Selasa 17 Sep 2024 18:04 WIB

Suami Pelit kepada Istri, Bagaimana Solusinya?

Jika suami pelit, bolehkah istrinya mengambil harta si suami tanpa izin?

Suami-istri (ilustrasi)
Foto: republika
Suami-istri (ilustrasi)

REPUBLIKA.CO.ID, JAKARTA -- Syekh Yusuf Qaradhawi dalam Hadyul Islam Fatawi Mu’ashirah menyayangkan sikap kikir seorang suami dalam menafkahi keluarganya. Menurut fakih ini, suami tak boleh bersikap kikir dalam memberikan nafkah. Hendaknya ia melakukan kewajibannya itu sesuai kebutuhan dan kemampuan.

Imam Ghazali dalam Ihya Ulum ad-Din menjelaskan, nafkah seorang suami haruslah sedang. Tidak kikir. Tidak pula berlebihan (israf). Ini sesuai dengan firman Allah SWT. “...Makanlah dan minumlah dan jangan berlebih-lebihan...” (QS al-Araf: 31).

Baca Juga

Ibnu Qudamah menerangkan cara memberi nafkah yang makruf merupakan ukuran yang mencukupi. Besaran nafkah tidak dijabarkan, namun diperkirakan cukup untuk menutupi kebutuhan. Bahkan, jika diperlukan besarannya, seorang hakim bisa menyebut ukuran nafkah yang disebut mencukupi.

Misalnya, makanan pokok dan lauk-pauk sesuai adat kebiasaan di tempat tersebut. Bahkan secara khusus, Imam Syafi’i berkata jika kondisi miskin nafkah yang diberikan satu mud (sekitar 675 gram beras); ekonomi sedang, maka sebanyak 1,5 mud; sedangkan orang yang kaya; sebanyak dua mud.

Abu Hanifah menambahkan, orang kaya wajib memberi nafkah tujuh sampai delapan dirham per bulan.

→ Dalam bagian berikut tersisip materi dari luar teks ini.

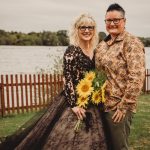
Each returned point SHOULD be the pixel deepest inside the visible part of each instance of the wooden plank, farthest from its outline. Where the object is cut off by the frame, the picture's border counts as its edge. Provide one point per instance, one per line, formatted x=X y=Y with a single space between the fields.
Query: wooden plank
x=35 y=95
x=43 y=91
x=55 y=85
x=7 y=95
x=2 y=97
x=39 y=91
x=17 y=93
x=30 y=88
x=22 y=98
x=26 y=94
x=12 y=93
x=47 y=89
x=51 y=88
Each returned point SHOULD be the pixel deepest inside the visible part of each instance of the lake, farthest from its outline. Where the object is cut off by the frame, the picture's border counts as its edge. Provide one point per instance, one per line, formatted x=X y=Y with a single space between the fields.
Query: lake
x=32 y=59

Jika ekonominya sulit, empat hingga lima dirham per bulan.

Mengambil harta suami

Jika suami pelit, bolehkah istrinya mengambil harta sang suami tanpa izin? Lembaga Fatwa Kerajaan Arab Saudi menegaskan seorang istri tidak boleh mengambil harta suami tanpa seizinnya. Namun, jika suami tidak memberikan nafkah secara penuh, seorang istri boleh mengambil harta suami sesuai kadar kebutuhan istri dan anak-anak.

Syekh Abdullah bin Baz mensyaratkan tidak boleh mengambil harta suami secara berlebihan. Hal ini didasarkan pada hadis shahih Bukhari dan Muslim.

Dari Aisyah RA yang menyatakan bahwa Hindun binti ‘Utbah datang kepada Nabi SAW dan berkata, “Wahai Rasulullah, Abu Sufyan tidak memberikan nafkah yang cukup untuk saya dan anak-anak."

Nabi SAW menjawab, "Ambillah dari kekayaannya dengan cara baik dan benar dengan jumlah yang akan mencukupimu dan anakmu.”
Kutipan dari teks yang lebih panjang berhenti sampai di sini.